I am Tom Kertes. I live in Queen Charlotte, Haida Gwaii with my husband Ron. Haida Gwaii is the traditional and unceded territory of the Haida Nation.
I teach high school at GidGalang Kuuyas Naay Secondary School. Currently I teach Math 8, Drama 11 and Communications 11/12. I was also a public school teacher at Sk’aadgaa Naay in Skidegate and Tahayghen in Masset. Before moving to Haida Gwaii (in 2015) I was an Early Childhood Educator at the University of British Columbia. I also taught community college at Seneca College in Toronto and was a Policy Advisor at Ontario’s self-regulatory College of Early Childhood Educators.
I am passionate about literacy and youth empowerment through education. Having worked in media and communications I know the value of storytelling and narrative. I have witnessed the power of people working together to tell their own stories, to be heard and to gain the attention and respect that everyone deserves and is entitled to. Education should empower the learner to transform their world and to be an active force for good in their community.
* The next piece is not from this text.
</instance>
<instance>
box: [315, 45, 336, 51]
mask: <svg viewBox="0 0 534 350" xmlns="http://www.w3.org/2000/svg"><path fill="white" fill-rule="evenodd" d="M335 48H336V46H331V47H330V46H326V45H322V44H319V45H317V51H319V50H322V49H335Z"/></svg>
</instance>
Prior to becoming a public school teacher I was a labour organizer and messaging specialist — with a focus on grassroots organizing and media mobilization. I have worked with the Toronto and York Region Labour Council as a communications consultant, the United Workers Association and the Liberation Learning Project as a community organizer, and in television and Internet video production for Biz Kids Productions, IWT News and ImagineTree Consulting.
As a labour organizer I helped develop and coordinate two grassroots labour campaigns. The first campaign organized day labourers in Baltimore, Maryland and demanded a living wage for the cleaners at the publicly owned Camden Yards baseball stadium. Workers achieved their demand in 2007, following a nearly four-year effort by the cleaners of the stadium that culminated in a planned hunger strike by 14 cleaners and allies. The strike was called off on the eve of the worker-imposed deadline, when Maryland’s then governor Martin O’Malley agreed to their demands.
The second campaign organized Early Childhood Educators at the University of British Columbia (UBC). Working with the BCGEU union, which represented UBC child care staff, I helped develop and coordinate a campaign for gender equitable wages. Educators demanded at least $20 per hour, which represented a nearly 20% “pay correction” that would reflect the qualifications, responsibilities and value of the almost all woman workforce.
I am a dual Canadian-US citizen. I moved to Canada in 2007 in opposition to the invasion of Iraq and the practice of torture by the United States government under the second George Bush administration. I was born in Ellensburg, Washington (on the traditional lands of the Kittitas Band – which is now part of the Yakama Nation) and have lived in Cheney, Bremerton, Olympia, Seattle, Baltimore, Toronto, Vancouver and Queen Charlotte.